OTTAWA, June 14, 2019 — The Telegraph-Journal has won the 2018 Michener Award for meritorious public service journalism for its 18-month series Sounding the Alarm.
The Saint John newspaper discovered a critical shortage of paramedics was forcing New Brunswick’s ambulances to sit idle and unstaffed. It was an issue with life-and-death consequences: at least one person died.
“There were many stellar entries to the Micheners this year — powerful work which uncovered political corruption, gave voice to the voiceless, changed laws — but none more transformative than this series,” said Alan Allnutt, president of the Michener Awards Foundation. “It was a major issue in the 2018 provincial elections and gave rise to a new government championing a wide-ranging overhaul of the ambulance system.”

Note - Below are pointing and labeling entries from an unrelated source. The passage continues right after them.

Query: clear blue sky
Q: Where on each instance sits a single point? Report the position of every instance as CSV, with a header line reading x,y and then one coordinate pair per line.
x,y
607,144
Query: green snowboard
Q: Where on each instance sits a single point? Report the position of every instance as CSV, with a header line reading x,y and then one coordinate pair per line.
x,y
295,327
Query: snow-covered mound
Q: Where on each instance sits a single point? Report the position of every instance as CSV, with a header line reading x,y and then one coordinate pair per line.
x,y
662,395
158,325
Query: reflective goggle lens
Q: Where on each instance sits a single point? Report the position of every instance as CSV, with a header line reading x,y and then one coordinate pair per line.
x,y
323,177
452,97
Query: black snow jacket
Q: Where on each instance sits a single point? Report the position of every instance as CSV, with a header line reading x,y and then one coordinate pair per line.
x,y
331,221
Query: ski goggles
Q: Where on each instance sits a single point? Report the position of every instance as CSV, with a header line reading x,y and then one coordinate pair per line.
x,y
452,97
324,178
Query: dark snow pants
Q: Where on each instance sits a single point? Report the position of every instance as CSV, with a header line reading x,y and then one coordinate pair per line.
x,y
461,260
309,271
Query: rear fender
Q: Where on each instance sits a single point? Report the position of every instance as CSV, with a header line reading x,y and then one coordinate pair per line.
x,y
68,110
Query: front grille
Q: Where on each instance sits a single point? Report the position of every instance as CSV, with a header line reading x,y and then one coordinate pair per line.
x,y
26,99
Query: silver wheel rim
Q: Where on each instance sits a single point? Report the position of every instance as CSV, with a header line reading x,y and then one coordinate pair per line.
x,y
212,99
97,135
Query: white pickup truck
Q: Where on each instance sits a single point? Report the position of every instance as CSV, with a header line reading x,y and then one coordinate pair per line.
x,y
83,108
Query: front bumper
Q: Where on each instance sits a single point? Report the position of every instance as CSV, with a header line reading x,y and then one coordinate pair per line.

Her Excellency the Right Honourable Julie Payette, Governor General of Canada, presented the Michener Award trophy to the Telegraph-Journal in a ceremony at Rideau Hall in Ottawa on June 14. The media outlet was among nine Canadian newsrooms honoured at the ceremony. The Michener Award honours, celebrates and promotes excellence in Canadian public service journalism that makes a significant impact on the public good.
“The Telegraph-Journal daily newspaper, published in Saint John since 1862, is small by many standards, with about 10 dedicated reporters and editors,” noted Chief Judge Margo Goodhand. “But its team’s dogged coverage, led by investigative reporter Michael Robinson, managed to place ambulance services front and centre as an election issue in the fall of 2018.”
The series starts with the tale of citizens being loaded into cars by concerned onlookers because ambulances (parked minutes away) failed to arrive. And as the investigation progresses, pushing past both stonewalling and misleading data, it reveals skyrocketing overtime payments, injuries and mental-health issues on the front line. In announcing its overhaul of the ambulance system in 2018, the new government cited the Telegraph-Journal’s coverage.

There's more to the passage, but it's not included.